This project builds an end-to-end automated content publishing workflow to reduce the time gap between international technical sources and Traditional Chinese readers.

📋 Abstract

Technical news curation often depends on manual translation and reposting, which can introduce delays of days or weeks. To reduce that cost, I set up an n8n workflow on a Linux server and integrated Ollama local large language model (gpt-oss) for RSS monitoring, content extraction, summarization, translation, image retrieval, and WordPress publishing. The system is designed to produce reviewable drafts first, leaving final judgment to a human editor when needed.


🛠️ Technical Case Study

1. System Architecture & Infrastructure

To ensure system stability and privacy security, this project adopted a fully privatized deployment solution:

  • Linux Server: Serves as the foundational environment for computing and service hosting.
  • Workflow Orchestration (n8n): Uses n8n as the automation hub, responsible for connecting various API nodes and logical judgments, replacing traditional cumbersome Python Crontab scripts.
  • Local LLM Inference (Ollama): Runs the gpt-oss model through Ollama, reducing dependence on external APIs for large-volume text processing.

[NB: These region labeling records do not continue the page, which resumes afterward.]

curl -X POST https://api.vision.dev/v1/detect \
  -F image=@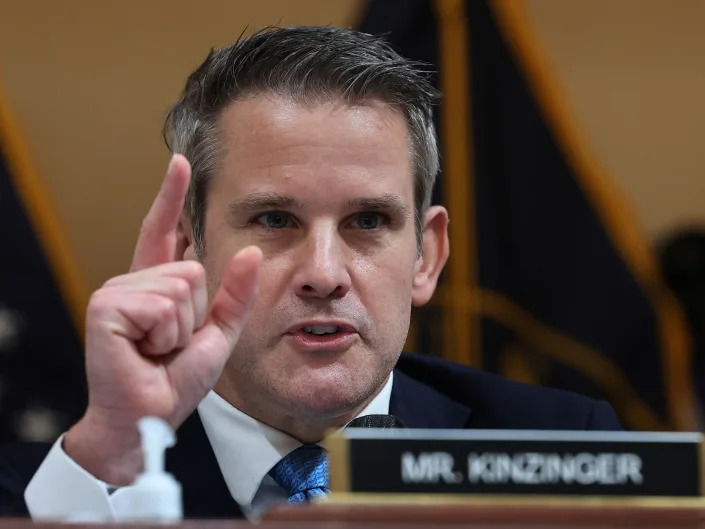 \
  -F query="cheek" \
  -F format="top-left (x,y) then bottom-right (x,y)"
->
top-left (357, 254), bottom-right (414, 334)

Lightnews automated content pipeline

2. Core Technology: AI-Driven Content Pipeline

The core of this system lies in transforming unstructured web content into structured publishing format through AI.

2.1 Ingestion & Cognitive Processing

The workflow begins with RSS monitoring of specific technical domains. Once new articles are discovered, the system triggers the following processing chain:

  1. Content Cleaning: Automatically crawls original web pages, removing ads and irrelevant HTML tags.
  2. Local LLM Inference: Feeds cleaned text to Ollama (gpt-oss) for multi-dimensional processing:
    • Summarization: Extracts core technical points from articles.
    • Translation: Accurately converts English technical terminology to Traditional Chinese.
    • Auto-Tagging: Based on semantic context, automatically determines the technical domain (e.g., DevOps, AI, Security) and generates corresponding tags.

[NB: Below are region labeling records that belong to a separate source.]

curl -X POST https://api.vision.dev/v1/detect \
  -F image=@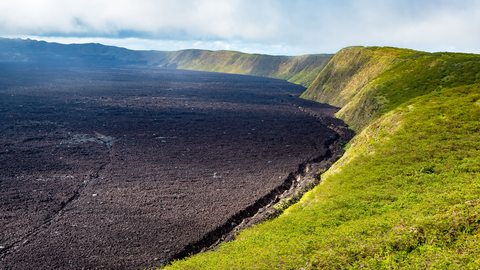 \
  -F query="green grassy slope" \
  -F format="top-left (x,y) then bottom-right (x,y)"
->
top-left (167, 48), bottom-right (480, 269)
top-left (160, 50), bottom-right (332, 86)
top-left (302, 47), bottom-right (480, 131)
top-left (0, 38), bottom-right (333, 87)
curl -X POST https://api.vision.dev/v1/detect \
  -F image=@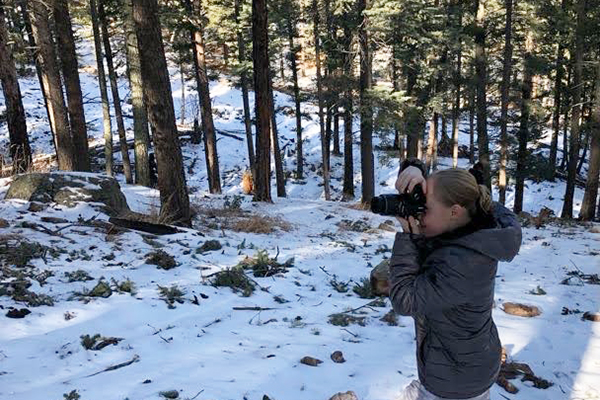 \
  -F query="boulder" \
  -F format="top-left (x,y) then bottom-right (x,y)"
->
top-left (5, 172), bottom-right (130, 216)
top-left (329, 390), bottom-right (358, 400)
top-left (502, 302), bottom-right (542, 318)
top-left (371, 258), bottom-right (390, 296)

2.2 Context-Aware Media Retrieval

To make articles visually engaging, I designed a “text-to-image” retrieval logic rather than simply using random images.

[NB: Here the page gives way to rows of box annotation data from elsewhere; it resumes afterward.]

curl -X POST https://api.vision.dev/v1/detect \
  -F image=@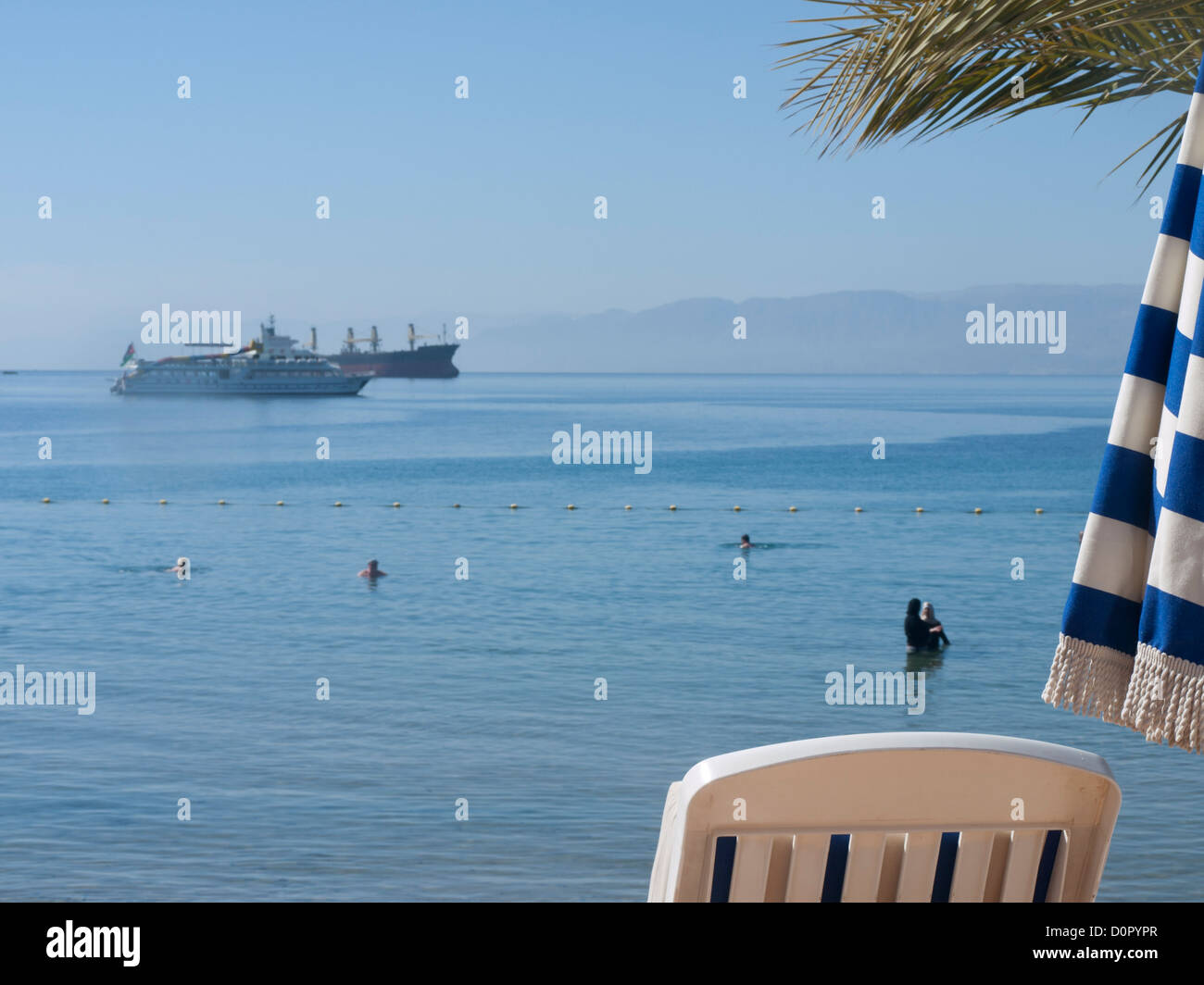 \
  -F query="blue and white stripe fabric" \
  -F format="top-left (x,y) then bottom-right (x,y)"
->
top-left (1042, 53), bottom-right (1204, 753)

  1. Visual Intent Recognition: LLM analyzes article content to generate searchable English “Visual Keywords.”
  2. API Matching: System automatically calls image library API (Unsplash) using these keywords for search.
  3. Optimized Selection: Based on download count and relevance scores, selects a relevant image as the article’s Featured Image.

3. Automated Delivery

In the final stage, n8n sends processed titles, content, tags, and image links to the WordPress REST API to create drafts or publish posts. This keeps article formatting consistent and supports a steadier update rhythm.


Conclusion

This project demonstrates how Low-Code tools (n8n) and Local LLMs can support a practical content workflow. The goal is not to replace editorial judgment, but to automate repetitive extraction, summarization, and pre-publishing work so human review can focus on quality control.